Important note: Information in this article was accurate in 2004. The state of the art may have changed since the publication date.
New Vision - December 29, 2004
Charles Wendo
Today, the most known Ugandan living with HIV/AIDS is Major Rubaramira Ruranga. He has lived with HIV since the mid 1990s. He first had AIDS-related symptoms in 1989, when he was attacked by herpes zoster (kisipi).
To-date, though Ruranga dare not challenge a kanyama (body builder), his figure is far from the frailty seen in the earlier years of AIDS. This is despite the fact that he has diabetes in addition to HIV.
Ruranga is not alone. Slim no longer slims its victims to the extent that it did in the beginning. The typical picture of a pencil-thin patient with protruding bones, falling hair and constantly running nose has become less common. It now appears to be limited to rural areas and slums.
Though the Ministry of Health does not have concrete statistics on this, the Director General of Health Services, Prof. Francis Omaswa, confirms that some of the symptoms attributed to AIDS have become scarce.
What has changed? Has the AIDS virus become less virulent, or is man becoming stronger?
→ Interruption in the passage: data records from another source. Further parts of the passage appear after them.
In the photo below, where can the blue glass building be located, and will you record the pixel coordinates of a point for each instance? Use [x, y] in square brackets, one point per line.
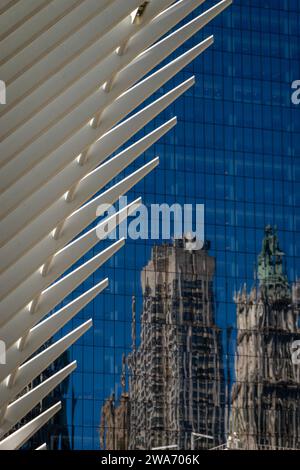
[236, 149]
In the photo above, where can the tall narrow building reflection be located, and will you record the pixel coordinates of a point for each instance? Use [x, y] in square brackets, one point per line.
[176, 378]
[266, 395]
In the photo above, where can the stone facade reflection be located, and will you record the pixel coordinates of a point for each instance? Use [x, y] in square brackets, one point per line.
[176, 379]
[266, 395]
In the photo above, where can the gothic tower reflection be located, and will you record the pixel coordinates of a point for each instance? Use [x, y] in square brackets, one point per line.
[266, 396]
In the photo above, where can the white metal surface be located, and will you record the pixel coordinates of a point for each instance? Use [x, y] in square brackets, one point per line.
[72, 71]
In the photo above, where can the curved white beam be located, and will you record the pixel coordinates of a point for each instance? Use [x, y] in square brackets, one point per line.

There is no simple answers, says Dr. Moses Kamya, an AIDS treatment expert who lectures at the Faculty of Medicine, Makerere University. One of the reasons is that improvements in care have changed the appearance of people living with HIV/AIDS, says Kamya.
By improved care, he means introduction of anti-retroviral drugs that suppress HIV as well as better treatments for opportunistic infections. In addition, because of increased knowledge, people with HIV/AIDS now eat better and worry less. "Those days if you knew you had HIV you would become depressed and die. Generally people now live longer with HIV," he says.
These are the fruits of the "positive living" concept, says Dr. Matovu, board chairman of The AIDS Support Organisation (TASO).
"People used to worry themselves to death but with counselling, you feed better, worry less and take better care of yourself. On top of that we've got drugs," he says.
Counselling has helped people realise that they can live long with HIV and livened up their spirits, says Dr. Jjuuko Ndawula, Director of the International Institute of Alternative and Complementary Medicine. When the mind becomes healthier, it leads to a healthier body. "At first when people got the disease they thought they were going to die. Stress and anxiety made them physically unhealthy. They would just slim and die. After counselling you accept the problem and live like any other person," says Jjuuko.
He adds that when a new disease emerges, it takes time to try out medications and find out what works. This applies to both allopathic and traditional medicines.
Jjuuko says traditional concoctions have helped many people living with HIV/AIDS to keep strong. One of the earliest ones was the famous kadomola, a concoction widely sold in small jerry cans. Since then various traditional healers have made effective concoctions that clear opportunistic infections or tone up the body. "There are many options in traditional medicine," he says.
Prof. Elly Katabira, who founded the AIDS clinic in Mulago Hospital, says in the past most AIDS patients went to hospital only when they became severely ill. "People used to come on wheel chairs. These days we see people who even have no symptoms coming to us," he says.
Another view shared by a sizeable proportion of doctors is that the virus and the human being appear to be adjusting to each other. This idea is based on the fact that some virus diseases become milder with time.
However, Dr Pontiano Kaleebu, an immunologist at the Uganda Virus Research Institute, cautions that research is needed before anyone can conclude that the disease is becoming milder. "It is true that we no longer see the extremely emaciated people but we need a good study so that we can talk from a scientific point of view," he says.
Until conclusive research is done, the explanations for the changing face of HIV remain assumptions, however plausible they may sound.